Last but not least, Sen è uno dei pochi economisti che riconosce e valorizza l'esistenza di un soggetto intellettuale femminile forte e considera l'approccio di genere metodologicamente essenziale. In una corporazione accademica quale quella degli economisti, a livello internazionale, particolarmente sciovinista ed incapace di autoriflessione rispetto alle trasformazioni storiche in corso, il suo esplicito appoggio alle scienziate sociali femministe e la sua apertura intellettuale, costituiscono aiuti preziosi, oltre che segni di sicurezza. Sen è anche nel comitato di redazione della rivista "Feminist Economics" (Routledge) e membro della International Association for Feminist Economics (Iaffe).

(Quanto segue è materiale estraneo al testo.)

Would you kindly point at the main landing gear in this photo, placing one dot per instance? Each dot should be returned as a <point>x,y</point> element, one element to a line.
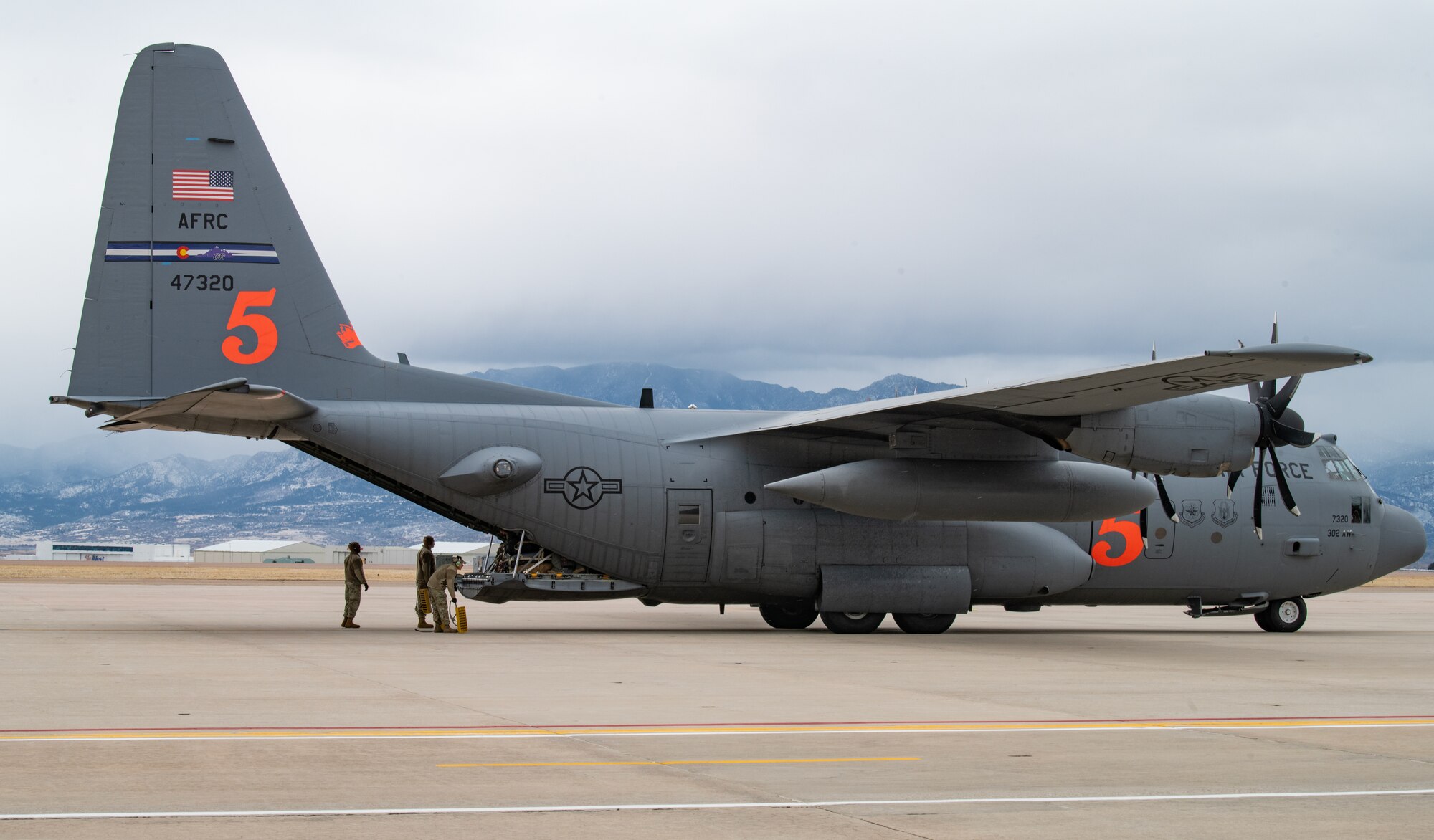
<point>1284,616</point>
<point>801,614</point>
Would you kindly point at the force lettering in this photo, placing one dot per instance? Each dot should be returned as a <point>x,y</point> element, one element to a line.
<point>204,221</point>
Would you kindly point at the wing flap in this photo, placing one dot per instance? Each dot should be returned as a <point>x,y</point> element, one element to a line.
<point>1082,393</point>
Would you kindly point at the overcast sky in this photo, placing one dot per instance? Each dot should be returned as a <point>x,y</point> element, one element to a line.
<point>812,194</point>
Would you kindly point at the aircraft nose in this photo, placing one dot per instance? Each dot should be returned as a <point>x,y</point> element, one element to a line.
<point>1402,541</point>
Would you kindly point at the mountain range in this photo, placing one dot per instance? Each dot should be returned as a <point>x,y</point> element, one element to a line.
<point>150,487</point>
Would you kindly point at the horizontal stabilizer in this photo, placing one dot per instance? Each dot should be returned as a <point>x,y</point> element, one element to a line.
<point>229,401</point>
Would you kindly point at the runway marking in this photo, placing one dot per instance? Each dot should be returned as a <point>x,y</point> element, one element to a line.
<point>969,727</point>
<point>716,806</point>
<point>686,762</point>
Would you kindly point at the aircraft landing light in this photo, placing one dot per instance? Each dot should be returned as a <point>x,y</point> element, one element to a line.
<point>814,729</point>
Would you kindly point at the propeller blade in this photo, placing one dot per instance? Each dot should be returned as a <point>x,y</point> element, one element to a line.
<point>1281,402</point>
<point>1284,485</point>
<point>1294,436</point>
<point>1260,494</point>
<point>1165,501</point>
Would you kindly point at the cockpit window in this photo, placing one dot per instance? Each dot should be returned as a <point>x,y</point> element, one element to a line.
<point>1337,465</point>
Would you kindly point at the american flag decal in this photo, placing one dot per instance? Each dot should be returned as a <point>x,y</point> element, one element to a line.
<point>203,186</point>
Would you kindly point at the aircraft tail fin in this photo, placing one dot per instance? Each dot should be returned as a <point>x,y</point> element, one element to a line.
<point>204,280</point>
<point>201,269</point>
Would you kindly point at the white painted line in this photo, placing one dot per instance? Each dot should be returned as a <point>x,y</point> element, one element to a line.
<point>715,806</point>
<point>701,733</point>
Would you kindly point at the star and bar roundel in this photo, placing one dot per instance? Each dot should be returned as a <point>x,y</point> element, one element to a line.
<point>583,488</point>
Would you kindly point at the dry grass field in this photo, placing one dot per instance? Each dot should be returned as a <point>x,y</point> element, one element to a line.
<point>206,573</point>
<point>220,573</point>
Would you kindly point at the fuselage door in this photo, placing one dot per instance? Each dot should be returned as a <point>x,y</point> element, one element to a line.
<point>689,537</point>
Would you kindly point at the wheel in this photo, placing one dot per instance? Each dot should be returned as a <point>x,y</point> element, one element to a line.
<point>794,616</point>
<point>924,623</point>
<point>1284,616</point>
<point>853,623</point>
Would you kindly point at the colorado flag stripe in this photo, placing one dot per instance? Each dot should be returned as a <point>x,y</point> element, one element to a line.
<point>190,253</point>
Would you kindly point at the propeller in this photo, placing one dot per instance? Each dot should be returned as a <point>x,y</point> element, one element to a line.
<point>1280,426</point>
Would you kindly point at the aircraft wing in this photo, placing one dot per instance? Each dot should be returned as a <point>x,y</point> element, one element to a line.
<point>1069,396</point>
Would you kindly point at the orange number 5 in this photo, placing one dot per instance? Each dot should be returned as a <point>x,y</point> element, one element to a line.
<point>265,329</point>
<point>1102,551</point>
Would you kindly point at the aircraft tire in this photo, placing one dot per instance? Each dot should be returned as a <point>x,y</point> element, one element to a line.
<point>853,623</point>
<point>788,616</point>
<point>924,623</point>
<point>1284,616</point>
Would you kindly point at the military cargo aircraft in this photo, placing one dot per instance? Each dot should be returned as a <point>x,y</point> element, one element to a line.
<point>209,310</point>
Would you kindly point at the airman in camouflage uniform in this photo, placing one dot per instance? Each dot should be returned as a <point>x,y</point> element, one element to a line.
<point>442,588</point>
<point>353,580</point>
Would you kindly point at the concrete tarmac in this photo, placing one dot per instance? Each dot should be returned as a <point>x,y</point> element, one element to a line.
<point>243,710</point>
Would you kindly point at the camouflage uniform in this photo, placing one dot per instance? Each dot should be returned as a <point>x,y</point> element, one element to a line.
<point>442,586</point>
<point>353,584</point>
<point>424,573</point>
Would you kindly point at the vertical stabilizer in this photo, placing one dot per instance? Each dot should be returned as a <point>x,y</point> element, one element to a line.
<point>203,270</point>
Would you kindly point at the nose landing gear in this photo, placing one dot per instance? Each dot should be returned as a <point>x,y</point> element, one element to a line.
<point>1284,616</point>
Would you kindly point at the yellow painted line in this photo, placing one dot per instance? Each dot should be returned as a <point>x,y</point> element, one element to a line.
<point>693,762</point>
<point>716,730</point>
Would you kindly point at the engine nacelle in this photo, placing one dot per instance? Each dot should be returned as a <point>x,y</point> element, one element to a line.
<point>1201,436</point>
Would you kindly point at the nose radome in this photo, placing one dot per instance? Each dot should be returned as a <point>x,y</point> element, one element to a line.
<point>1402,541</point>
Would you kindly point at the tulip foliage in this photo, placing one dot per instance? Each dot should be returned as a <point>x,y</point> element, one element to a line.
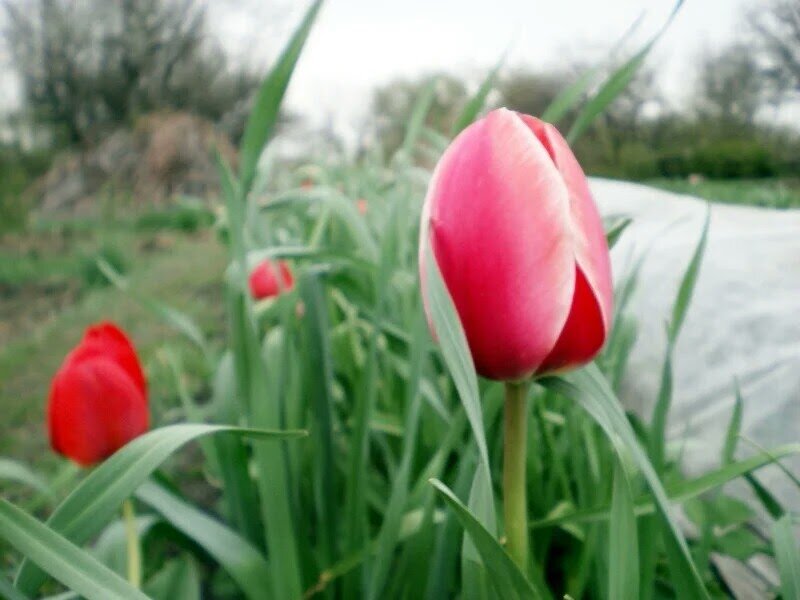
<point>391,375</point>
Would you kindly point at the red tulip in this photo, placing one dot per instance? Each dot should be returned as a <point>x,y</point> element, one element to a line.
<point>98,397</point>
<point>269,279</point>
<point>521,247</point>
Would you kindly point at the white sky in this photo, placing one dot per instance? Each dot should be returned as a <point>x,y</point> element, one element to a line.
<point>357,44</point>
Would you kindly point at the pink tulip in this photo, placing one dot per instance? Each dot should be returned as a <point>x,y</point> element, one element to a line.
<point>521,247</point>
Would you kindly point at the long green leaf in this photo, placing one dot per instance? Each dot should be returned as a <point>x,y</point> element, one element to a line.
<point>70,565</point>
<point>475,105</point>
<point>266,109</point>
<point>178,580</point>
<point>393,518</point>
<point>507,580</point>
<point>93,503</point>
<point>321,379</point>
<point>623,568</point>
<point>243,562</point>
<point>787,555</point>
<point>587,387</point>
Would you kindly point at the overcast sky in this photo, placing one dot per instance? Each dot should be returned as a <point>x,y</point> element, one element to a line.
<point>358,44</point>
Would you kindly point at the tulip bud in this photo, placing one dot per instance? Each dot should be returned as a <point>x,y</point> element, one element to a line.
<point>98,397</point>
<point>521,247</point>
<point>269,279</point>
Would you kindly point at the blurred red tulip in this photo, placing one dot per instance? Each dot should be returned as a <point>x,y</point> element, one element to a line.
<point>269,279</point>
<point>98,397</point>
<point>521,247</point>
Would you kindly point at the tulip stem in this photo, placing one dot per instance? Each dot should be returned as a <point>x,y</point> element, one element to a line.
<point>515,505</point>
<point>134,552</point>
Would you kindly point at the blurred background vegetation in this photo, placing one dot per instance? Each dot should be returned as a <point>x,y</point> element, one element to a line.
<point>108,155</point>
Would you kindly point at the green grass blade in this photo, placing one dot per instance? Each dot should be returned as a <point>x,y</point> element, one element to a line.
<point>341,207</point>
<point>266,109</point>
<point>320,377</point>
<point>616,229</point>
<point>243,562</point>
<point>588,388</point>
<point>475,105</point>
<point>684,490</point>
<point>734,428</point>
<point>456,354</point>
<point>623,568</point>
<point>389,535</point>
<point>507,580</point>
<point>9,592</point>
<point>70,565</point>
<point>178,580</point>
<point>689,281</point>
<point>615,83</point>
<point>788,557</point>
<point>658,427</point>
<point>95,501</point>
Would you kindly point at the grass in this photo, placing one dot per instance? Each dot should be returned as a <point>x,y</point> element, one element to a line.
<point>46,302</point>
<point>768,193</point>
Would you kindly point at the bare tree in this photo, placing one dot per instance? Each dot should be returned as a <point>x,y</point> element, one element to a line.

Detto questo, ed avendo il piacere ed onore di conoscere Sen ed il suo odio per la piaggeria, aggiungo che, a mio avviso, il suo approccio rimane microeconomico e non vede - o quanto meno non dice - il profondo conflitto che segna, a livello sociale, le relazioni di classe e di genere proprio sul terreno delle condizioni di vita, materiali e simboliche. Gli standards di vita sono il centro di una conflitto profondo inerente alla natura del lavoro salariato che pone nell'insicurezza la fonte del comando sul lavoro e nell'accumulazione del profitto il senso del processo produttivo. A questo riguardo Sen riattraversa Aristotele e Smith, ma non Marx.

P.S. Nella fretta e nella gioia di festeggiare il premio Nobel a Sen, chiedo scusa di usare in parte un testo incluso in un articolo su Keynes in pubblicazione su "Fine Secolo".